Bien qu'il prît un soin extrême à la préparation
de ses réalisations, jusqu'à en dessiner chaque
plan, il était assailli de doutes sur la part de parti
pris qu'il mettrait malgré lui dans la mise en scène
de chaque plan. Il tenait à créer et non à
se servir de clichés, ce que l'on reprochait le plus, aux
romans-photos ordinaires. Dans la pratique ce n'était pas
son choix personnel qui distinguait un roman pour une adaptation.
C'était plutôt un choix sélectif, à
l'usage d'une clientèle féminine, dont le magazine
s'assurait les droits de reproduction. L'adaptation et les dialogues
étaient généralement confiés à
des spécialistes féminines censées connaître
et comprendre, la nature romanesque des lectrices du journal.

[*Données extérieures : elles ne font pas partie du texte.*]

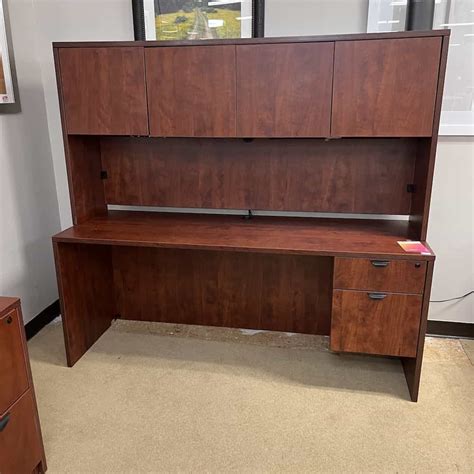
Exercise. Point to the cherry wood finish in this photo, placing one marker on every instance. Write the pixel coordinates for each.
(425, 162)
(191, 91)
(13, 372)
(270, 40)
(20, 451)
(398, 276)
(279, 235)
(385, 87)
(87, 305)
(381, 92)
(21, 444)
(284, 90)
(388, 326)
(103, 91)
(412, 365)
(255, 291)
(347, 175)
(85, 185)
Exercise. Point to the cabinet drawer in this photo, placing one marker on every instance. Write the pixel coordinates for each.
(375, 323)
(20, 442)
(397, 276)
(13, 373)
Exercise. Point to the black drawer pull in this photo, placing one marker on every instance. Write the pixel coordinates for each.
(377, 296)
(4, 422)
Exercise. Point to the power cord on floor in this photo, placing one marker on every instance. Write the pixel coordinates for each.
(453, 299)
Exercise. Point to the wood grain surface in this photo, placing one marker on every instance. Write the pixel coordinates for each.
(284, 90)
(398, 276)
(255, 291)
(304, 236)
(191, 91)
(347, 175)
(103, 90)
(384, 327)
(385, 87)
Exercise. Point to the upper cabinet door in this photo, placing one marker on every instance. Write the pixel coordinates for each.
(103, 91)
(385, 88)
(191, 91)
(284, 90)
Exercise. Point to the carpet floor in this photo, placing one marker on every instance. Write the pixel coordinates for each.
(167, 398)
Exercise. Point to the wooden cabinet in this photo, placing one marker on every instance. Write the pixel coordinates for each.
(20, 450)
(103, 90)
(398, 276)
(206, 101)
(284, 90)
(21, 445)
(375, 323)
(13, 374)
(191, 91)
(385, 88)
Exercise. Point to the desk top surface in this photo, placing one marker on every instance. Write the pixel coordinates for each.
(303, 236)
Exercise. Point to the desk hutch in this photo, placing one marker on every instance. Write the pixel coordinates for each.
(334, 124)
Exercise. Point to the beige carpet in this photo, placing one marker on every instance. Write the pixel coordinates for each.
(163, 398)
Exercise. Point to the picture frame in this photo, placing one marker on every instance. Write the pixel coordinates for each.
(176, 20)
(9, 96)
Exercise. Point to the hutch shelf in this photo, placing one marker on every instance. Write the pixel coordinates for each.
(335, 125)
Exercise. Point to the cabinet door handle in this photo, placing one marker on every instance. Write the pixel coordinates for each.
(377, 296)
(4, 422)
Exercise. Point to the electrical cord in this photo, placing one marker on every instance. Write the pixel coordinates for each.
(453, 299)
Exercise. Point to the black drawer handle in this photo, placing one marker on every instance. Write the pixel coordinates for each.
(4, 422)
(377, 296)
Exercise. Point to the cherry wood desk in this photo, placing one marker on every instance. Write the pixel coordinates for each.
(338, 124)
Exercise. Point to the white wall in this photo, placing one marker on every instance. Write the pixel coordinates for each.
(32, 168)
(28, 201)
(34, 201)
(451, 229)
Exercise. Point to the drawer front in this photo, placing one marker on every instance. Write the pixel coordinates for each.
(375, 323)
(13, 372)
(20, 442)
(397, 276)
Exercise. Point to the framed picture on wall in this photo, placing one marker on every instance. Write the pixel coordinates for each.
(174, 20)
(8, 91)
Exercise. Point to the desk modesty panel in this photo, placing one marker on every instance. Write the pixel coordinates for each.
(334, 124)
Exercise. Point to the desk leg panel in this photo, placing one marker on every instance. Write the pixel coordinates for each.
(412, 366)
(85, 283)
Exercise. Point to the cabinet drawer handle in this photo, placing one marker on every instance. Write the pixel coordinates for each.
(4, 422)
(377, 296)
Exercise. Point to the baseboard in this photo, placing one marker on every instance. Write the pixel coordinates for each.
(450, 329)
(34, 326)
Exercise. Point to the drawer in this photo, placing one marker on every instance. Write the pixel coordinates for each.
(375, 323)
(397, 276)
(13, 372)
(20, 441)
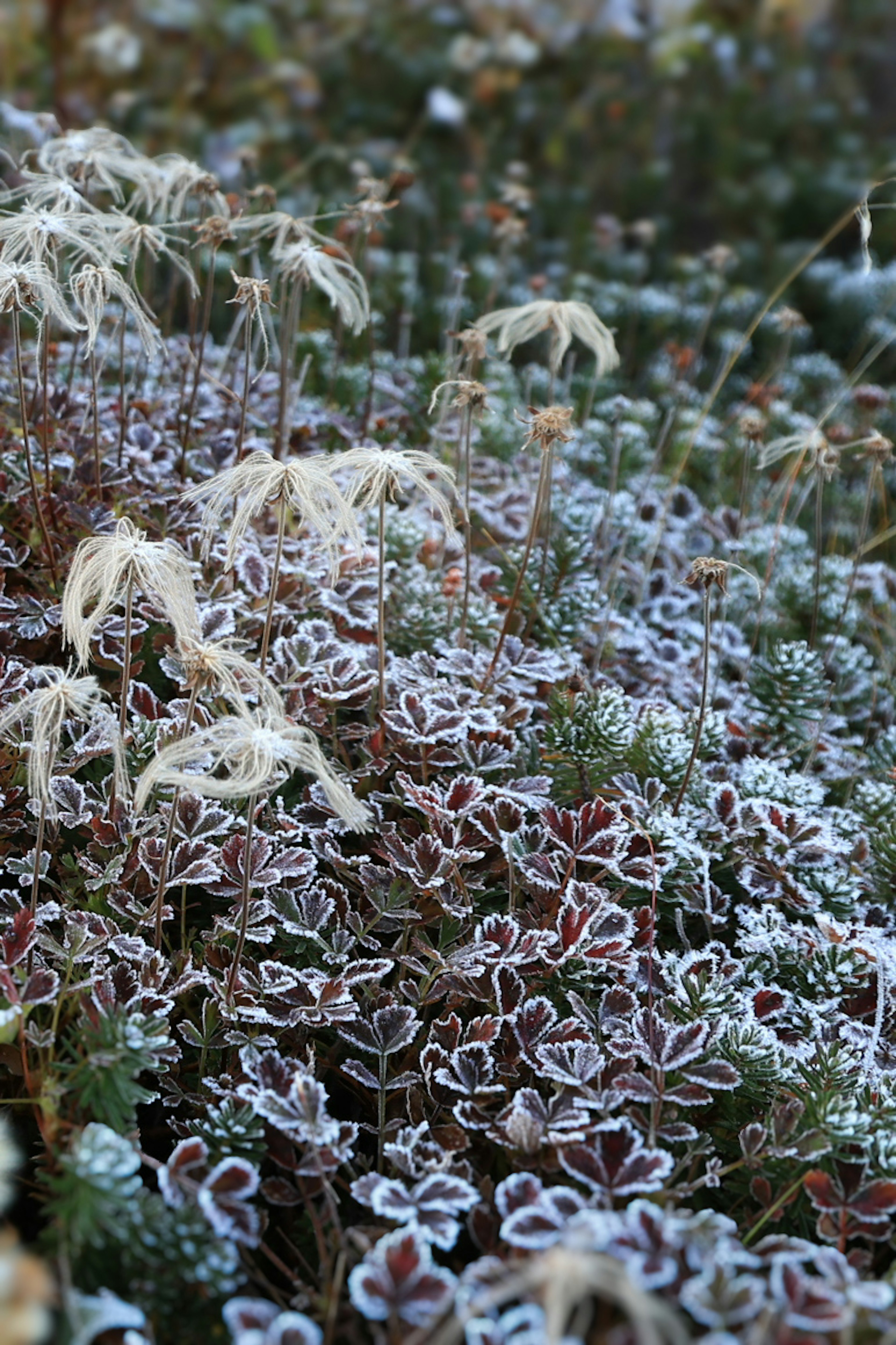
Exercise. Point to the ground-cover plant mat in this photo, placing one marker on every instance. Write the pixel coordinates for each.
(448, 807)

Montana n'était chargé que de produire et de mettre
en images, avec un souci naturel d'autocensure pour les prises
de vues. Montana savait que le roman-photo avait un avenir limité.
Trop confiné aux seules situations romanesques, il lui
manquait la vigueur, la rudesse, l'âpreté et la violence
de la vie. D'un autre côté la télévision
lui faisait une concurrence qui annonçait son déclin.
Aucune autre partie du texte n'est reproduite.